Xeriscaping is the art of creating low-maintenance landscapes that need a minimum of water to thrive. The method is environmentally friendly, and eliminates the need for watering, weeding and mowing. The hardscape, or nonliving part of the landscape, is complemented by flowers and bushes. A good design combining rock and gravel with hardy, drought resistant plants creates a pleasant landscape, whether you turn your entire yard over to xeriscaping or simply use some rock and gravel elements to add focus or conceal flaws.
Sketch out your plan. Take your terrain, orientation to the sun and whether you need to leave a green area for children or pets into consideration. Sloping lots work well with rock gardens. The sun's position factors into what plants you choose.
Improve the soil. Remove grass and till the soil. Work in organic compost. Level flat areas and introduce a gentle downward slope in areas near the house to direct water away from the foundation.
Choose a focal point for your landscape and build a rock garden there. Use a combination of sizes and types of rocks. Limestone is a good choice for rock gardens because it's porous and plants can take hold on it. Fill the areas around the rocks with topsoil, let it settle for a few days and then plant small evergreens or low-growing perennials like lobelia.

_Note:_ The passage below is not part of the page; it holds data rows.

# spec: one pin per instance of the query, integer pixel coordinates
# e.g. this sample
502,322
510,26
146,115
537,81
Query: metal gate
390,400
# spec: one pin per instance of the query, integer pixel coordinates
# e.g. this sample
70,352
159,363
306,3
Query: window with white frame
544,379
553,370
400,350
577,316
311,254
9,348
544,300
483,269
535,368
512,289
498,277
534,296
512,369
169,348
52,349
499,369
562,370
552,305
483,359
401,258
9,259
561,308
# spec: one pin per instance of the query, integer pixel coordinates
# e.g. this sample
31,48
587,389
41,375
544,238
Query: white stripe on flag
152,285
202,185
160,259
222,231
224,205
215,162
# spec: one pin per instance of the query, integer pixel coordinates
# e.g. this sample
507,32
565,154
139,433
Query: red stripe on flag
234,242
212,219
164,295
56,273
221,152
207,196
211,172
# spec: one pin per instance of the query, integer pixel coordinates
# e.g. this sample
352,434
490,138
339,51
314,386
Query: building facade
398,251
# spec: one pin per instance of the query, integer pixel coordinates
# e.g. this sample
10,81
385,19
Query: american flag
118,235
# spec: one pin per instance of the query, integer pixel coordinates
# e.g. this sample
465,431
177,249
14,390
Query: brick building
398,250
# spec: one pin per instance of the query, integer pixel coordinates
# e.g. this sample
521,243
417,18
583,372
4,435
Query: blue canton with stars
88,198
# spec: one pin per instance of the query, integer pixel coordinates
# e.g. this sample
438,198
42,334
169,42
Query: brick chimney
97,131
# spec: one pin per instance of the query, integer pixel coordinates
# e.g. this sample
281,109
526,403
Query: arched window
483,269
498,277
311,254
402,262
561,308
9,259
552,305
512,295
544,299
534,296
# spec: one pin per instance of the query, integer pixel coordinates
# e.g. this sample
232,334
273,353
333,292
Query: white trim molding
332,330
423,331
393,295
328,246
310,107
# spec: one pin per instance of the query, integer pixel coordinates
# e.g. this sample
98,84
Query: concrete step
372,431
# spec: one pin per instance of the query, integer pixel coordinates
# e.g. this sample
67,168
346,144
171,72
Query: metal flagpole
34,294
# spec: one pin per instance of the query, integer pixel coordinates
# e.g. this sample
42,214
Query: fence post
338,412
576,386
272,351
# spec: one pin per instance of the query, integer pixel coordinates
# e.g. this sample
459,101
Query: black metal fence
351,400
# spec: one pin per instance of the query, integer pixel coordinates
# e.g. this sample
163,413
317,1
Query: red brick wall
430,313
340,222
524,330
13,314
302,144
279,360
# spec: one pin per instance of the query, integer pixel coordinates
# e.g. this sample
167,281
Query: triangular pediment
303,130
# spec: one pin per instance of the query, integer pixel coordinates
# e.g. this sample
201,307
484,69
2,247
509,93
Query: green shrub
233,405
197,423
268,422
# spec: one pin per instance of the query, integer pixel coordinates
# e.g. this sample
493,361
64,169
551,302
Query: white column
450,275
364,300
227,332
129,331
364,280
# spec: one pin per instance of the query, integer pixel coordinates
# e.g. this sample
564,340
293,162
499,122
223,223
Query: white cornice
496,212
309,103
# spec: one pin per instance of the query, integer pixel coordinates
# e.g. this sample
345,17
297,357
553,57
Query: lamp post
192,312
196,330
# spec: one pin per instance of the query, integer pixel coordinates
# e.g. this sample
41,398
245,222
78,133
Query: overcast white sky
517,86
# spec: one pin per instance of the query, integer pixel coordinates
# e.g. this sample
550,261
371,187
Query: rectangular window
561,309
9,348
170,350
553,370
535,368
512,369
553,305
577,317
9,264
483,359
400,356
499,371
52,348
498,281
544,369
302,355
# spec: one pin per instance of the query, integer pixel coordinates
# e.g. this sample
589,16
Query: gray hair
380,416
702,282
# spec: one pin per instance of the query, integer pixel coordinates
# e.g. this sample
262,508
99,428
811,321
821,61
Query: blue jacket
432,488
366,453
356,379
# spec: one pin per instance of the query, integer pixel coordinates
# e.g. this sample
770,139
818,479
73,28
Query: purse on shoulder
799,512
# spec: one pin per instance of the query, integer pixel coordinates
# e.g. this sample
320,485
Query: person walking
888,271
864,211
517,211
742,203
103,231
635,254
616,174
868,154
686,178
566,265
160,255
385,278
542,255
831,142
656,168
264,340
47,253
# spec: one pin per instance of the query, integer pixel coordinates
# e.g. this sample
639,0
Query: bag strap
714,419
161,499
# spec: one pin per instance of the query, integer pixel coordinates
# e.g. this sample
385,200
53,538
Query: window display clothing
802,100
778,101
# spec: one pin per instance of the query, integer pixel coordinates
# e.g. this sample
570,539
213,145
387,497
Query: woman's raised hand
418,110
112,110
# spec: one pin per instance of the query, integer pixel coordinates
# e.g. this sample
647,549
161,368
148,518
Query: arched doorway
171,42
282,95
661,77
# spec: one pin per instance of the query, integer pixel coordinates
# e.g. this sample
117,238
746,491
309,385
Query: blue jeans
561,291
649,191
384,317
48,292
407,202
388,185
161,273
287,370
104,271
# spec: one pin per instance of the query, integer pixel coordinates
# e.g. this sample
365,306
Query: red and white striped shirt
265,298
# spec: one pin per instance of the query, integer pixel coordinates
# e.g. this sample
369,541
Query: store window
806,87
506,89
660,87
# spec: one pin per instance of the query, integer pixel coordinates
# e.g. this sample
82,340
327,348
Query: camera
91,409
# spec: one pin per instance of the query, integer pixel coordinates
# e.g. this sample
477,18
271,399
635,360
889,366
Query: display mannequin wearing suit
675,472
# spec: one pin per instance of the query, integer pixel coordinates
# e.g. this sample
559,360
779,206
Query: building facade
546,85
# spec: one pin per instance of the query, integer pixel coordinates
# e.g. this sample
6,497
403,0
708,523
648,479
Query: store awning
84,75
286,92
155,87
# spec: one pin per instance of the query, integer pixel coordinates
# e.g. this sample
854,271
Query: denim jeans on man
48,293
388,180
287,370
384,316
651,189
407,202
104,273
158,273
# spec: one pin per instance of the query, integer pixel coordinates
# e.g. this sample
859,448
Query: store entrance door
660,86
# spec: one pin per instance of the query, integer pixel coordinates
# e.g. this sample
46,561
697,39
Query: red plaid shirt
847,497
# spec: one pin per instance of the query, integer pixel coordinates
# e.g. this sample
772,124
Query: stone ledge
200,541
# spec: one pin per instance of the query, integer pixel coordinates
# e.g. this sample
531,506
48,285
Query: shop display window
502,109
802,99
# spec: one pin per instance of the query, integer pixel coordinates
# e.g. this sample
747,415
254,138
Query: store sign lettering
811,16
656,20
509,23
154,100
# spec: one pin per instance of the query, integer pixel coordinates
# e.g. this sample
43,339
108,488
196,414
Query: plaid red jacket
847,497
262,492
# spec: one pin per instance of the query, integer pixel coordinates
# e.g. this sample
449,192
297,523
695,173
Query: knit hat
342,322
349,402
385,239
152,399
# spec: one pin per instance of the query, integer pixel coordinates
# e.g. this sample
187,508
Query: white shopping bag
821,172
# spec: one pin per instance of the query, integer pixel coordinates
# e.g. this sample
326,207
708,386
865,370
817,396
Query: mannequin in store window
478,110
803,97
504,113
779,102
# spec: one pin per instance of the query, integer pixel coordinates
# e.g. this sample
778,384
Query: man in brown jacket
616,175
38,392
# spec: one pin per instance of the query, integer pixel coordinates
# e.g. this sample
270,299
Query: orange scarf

Create natural rock pathways and a patio, or a small seating area. Dig out the pathway and patio to a depth that's equal to the depth of your pavers plus 1 inch. Lay 1 inch of gravel in the bottom, smooth it out and then put the pavers in place. Fill the spaces between the pavers with gravel.
Make a flower garden by treating the soil and then placing a weed-suppressing membrane on top. Cut holes in the membrane and then plant low maintenance ornamental grasses, salvia, lavender, heather and columbine. Pull the cut membrane around the base of the plants and cover it with gravel.